POST
/
cloud
/
v3
/
inference
/
{project_id}
/
deployments
Python
import os
from gcore import Gcore

client = Gcore(
    api_key=os.environ.get("GCORE_API_KEY"),  # This is the default and can be omitted
)
task_id_list = client.cloud.inference.deployments.create(
    project_id=1,
    containers=[{
        "region_id": 1,
        "scale": {
            "max": 3,
            "min": 1,
        },
    }],
    flavor_name="inference-16vcpu-232gib-1xh100-80gb",
    image="nginx:latest",
    listening_port=80,
    name="my-instance",
)
print(task_id_list.tasks)
{
  "tasks": [
    "d478ae29-dedc-4869-82f0-96104425f565"
  ]
}

Authorizations

Authorization
string
header
required

API key for authentication. Make sure to include the word apikey, followed by a single space and then your token. Example: apikey 1234$abcdef

Path Parameters

project_id
integer
required

Project ID

Examples:

1

Body

application/json
containers
ContainerInSerializerV3 · object[]
required

List of containers for the inference instance.

Minimum length: 1
Examples:
[
{
"region_id": 1,
"scale": {
"cooldown_period": 60,
"max": 3,
"min": 1,
"triggers": {
"cpu": { "threshold": 80 },
"memory": { "threshold": 70 }
}
}
}
]
flavor_name
string
required

Flavor name for the inference instance.

Minimum length: 1
Examples:

"inference-16vcpu-232gib-1xh100-80gb"

image
string
required

Docker image for the inference instance. This field should contain the image name and tag in the format 'name:tag', e.g., 'nginx:latest'. It defaults to Docker Hub as the image registry, but any accessible Docker image URL can be specified.

Examples:

"nginx:latest"

listening_port
integer
required

Listening port for the inference instance.
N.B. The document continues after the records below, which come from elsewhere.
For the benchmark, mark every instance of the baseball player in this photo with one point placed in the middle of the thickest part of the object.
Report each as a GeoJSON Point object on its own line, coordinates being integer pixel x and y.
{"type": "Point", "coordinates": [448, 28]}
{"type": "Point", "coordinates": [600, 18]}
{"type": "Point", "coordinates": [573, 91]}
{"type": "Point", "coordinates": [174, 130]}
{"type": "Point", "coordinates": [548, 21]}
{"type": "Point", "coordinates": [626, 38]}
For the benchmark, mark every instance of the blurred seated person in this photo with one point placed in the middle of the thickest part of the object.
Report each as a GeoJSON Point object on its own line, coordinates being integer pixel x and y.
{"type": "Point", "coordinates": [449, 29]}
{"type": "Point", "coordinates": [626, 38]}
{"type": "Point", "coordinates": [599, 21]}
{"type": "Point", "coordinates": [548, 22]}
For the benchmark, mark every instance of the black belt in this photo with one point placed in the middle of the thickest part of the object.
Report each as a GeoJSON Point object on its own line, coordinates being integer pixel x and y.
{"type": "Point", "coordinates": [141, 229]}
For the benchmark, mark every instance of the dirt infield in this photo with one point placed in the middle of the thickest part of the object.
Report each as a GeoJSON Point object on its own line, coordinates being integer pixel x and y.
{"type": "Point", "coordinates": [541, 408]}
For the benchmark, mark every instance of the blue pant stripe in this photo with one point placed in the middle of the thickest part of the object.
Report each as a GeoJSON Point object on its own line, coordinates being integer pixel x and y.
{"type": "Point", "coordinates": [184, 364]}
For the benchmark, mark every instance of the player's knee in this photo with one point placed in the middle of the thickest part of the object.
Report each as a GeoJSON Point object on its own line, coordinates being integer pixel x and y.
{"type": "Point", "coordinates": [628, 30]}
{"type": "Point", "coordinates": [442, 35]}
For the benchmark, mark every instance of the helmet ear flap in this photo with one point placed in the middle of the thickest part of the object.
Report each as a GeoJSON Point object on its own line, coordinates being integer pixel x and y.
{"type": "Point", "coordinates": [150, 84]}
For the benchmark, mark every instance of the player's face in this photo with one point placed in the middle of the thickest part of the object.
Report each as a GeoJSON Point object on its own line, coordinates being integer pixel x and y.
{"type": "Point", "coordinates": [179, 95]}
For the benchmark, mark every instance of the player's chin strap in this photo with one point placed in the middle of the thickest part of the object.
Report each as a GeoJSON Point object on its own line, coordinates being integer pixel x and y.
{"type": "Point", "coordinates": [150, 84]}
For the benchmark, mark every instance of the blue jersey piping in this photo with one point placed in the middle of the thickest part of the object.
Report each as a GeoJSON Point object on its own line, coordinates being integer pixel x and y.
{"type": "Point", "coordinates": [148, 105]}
Required range: 1 <= x <= 65535
Examples:

80

name
string
required

Inference instance name.

Required string length: 4 - 30
Examples:

"my-instance"

auth_enabled
boolean
default:false

Set to true to enable API key authentication for the inference instance. "Authorization": "Bearer ****\*" or "X-Api-Key": "****\*" header is required for the requests to the instance if enabled

Examples:

false

command
string[] | null

Command to be executed when running a container from an image.

Examples:
["nginx", "-g", "daemon off;"]
credentials_name
string | null
default:""

Registry credentials name

Examples:

"dockerhub"

description
string | null
default:""

Inference instance description.

Examples:

"My first instance"

envs
object

Environment variables for the inference instance.

Examples:
{ "DEBUG_MODE": "False", "KEY": "12345" }
ingress_opts
object | null

Ingress options for the inference instance

Examples:
{ "disable_response_buffering": true }
logging
object | null

Logging configuration for the inference instance

Examples:
{
"destination_region_id": 1,
"enabled": true,
"retention_policy": { "period": 42 },
"topic_name": "my-log-name"
}
{ "enabled": false }
probes
object | null

Probes configured for all containers of the inference instance. If probes are not provided, and the image_name is from a the Model Catalog registry, the default probes will be used.

timeout
integer | null
default:120

Specifies the duration in seconds without any requests after which the containers will be downscaled to their minimum scale value as defined by scale.min. If set, this helps in optimizing resource usage by reducing the number of container instances during periods of inactivity. The default value when the parameter is not set is 120.

Required range: x >= 0
Examples:

120

Response

200 - application/json

OK

tasks
string[]
required

List of task IDs

Examples:
["d478ae29-dedc-4869-82f0-96104425f565"]